La bataille de Verneuil

L’assassinat de Jean Sans Peur lors de son entrevue avec le dauphin (le futur Charles VII) le 10 septembre 1419 a de nombreuses répercussions sur le cours de la guerre de 100 ans.
La mort de leur duc fait que les bourguignons passent une alliance avec les anglais qui peuvent alors envisager de terminer la conquête de la France.

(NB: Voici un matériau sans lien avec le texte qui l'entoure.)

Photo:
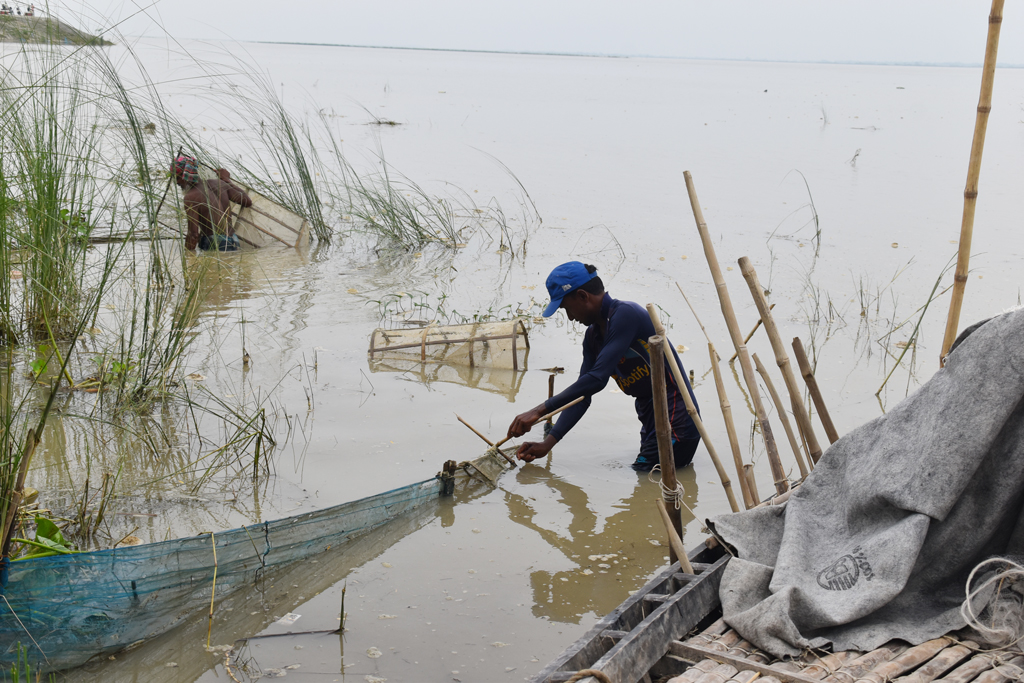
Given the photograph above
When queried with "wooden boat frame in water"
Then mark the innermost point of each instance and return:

Commence alors une période où les raids et les batailles ne changeront pas l’équilibre de la guerre mais avec néanmoins de belles victoire anglaises comme la bataille de Verneuil en 1424.

 

I - Contexte

Début 1424, un partisan du dauphin Charles VII de réussit à prendre le château d’Ivry en Normandie.Siege medieval
Cependant, n’ayant pas les moyens de tenir face au siège que les anglais mettent devant la forteresse, il accepte de se rendre si aucune armée de secours n’est venue les secourir avant le 15 août 1424.

Apprenant la situation, le dauphin rassemble une armée accompagnée d’une importante troupe écossaise.
Alors qu’ils se dirigent vers la forteresse assiégée, les franco-écossais reçoivent les premiers rapports des éclaireurs sur l’armée anglaise. Celle-ci est retranchée sur une très bonne position autour du château.

Trop bonne position sûrement puisque l’armée de secours abandonne l’idée de libérer le château et se dirige vers Verneuil qu’elle prend grâce à un subterfuge, les archers écossais se déguisant en archers anglais.

Après avoir obtenu la reddition d’Ivry, l’armée anglaise se dirige vers Verneuil.
Ne voulant pas être bloquée par un siège qui pourrait s’éterniser, les franco-écossais décide de livrer bataille à l’extérieur des remparts le 17 août 1424 après des négociations avec les anglais.

 

II - La bataille de Verneuil

Les anglais peuvent compter sur 14 000 hommes pour affronter une armée de 18 000 hommes (dont 7 000 écossais, 2 000 cavaliers mercenaires espagnols et lombards et le reste de soldats français).Bataille de verneuil

Les deux armées commencent par se regarder et attendre pendant de nombreuses heures.
Les anglais décident d’engager les hostilités en allant provoquer les français avec leurs archers.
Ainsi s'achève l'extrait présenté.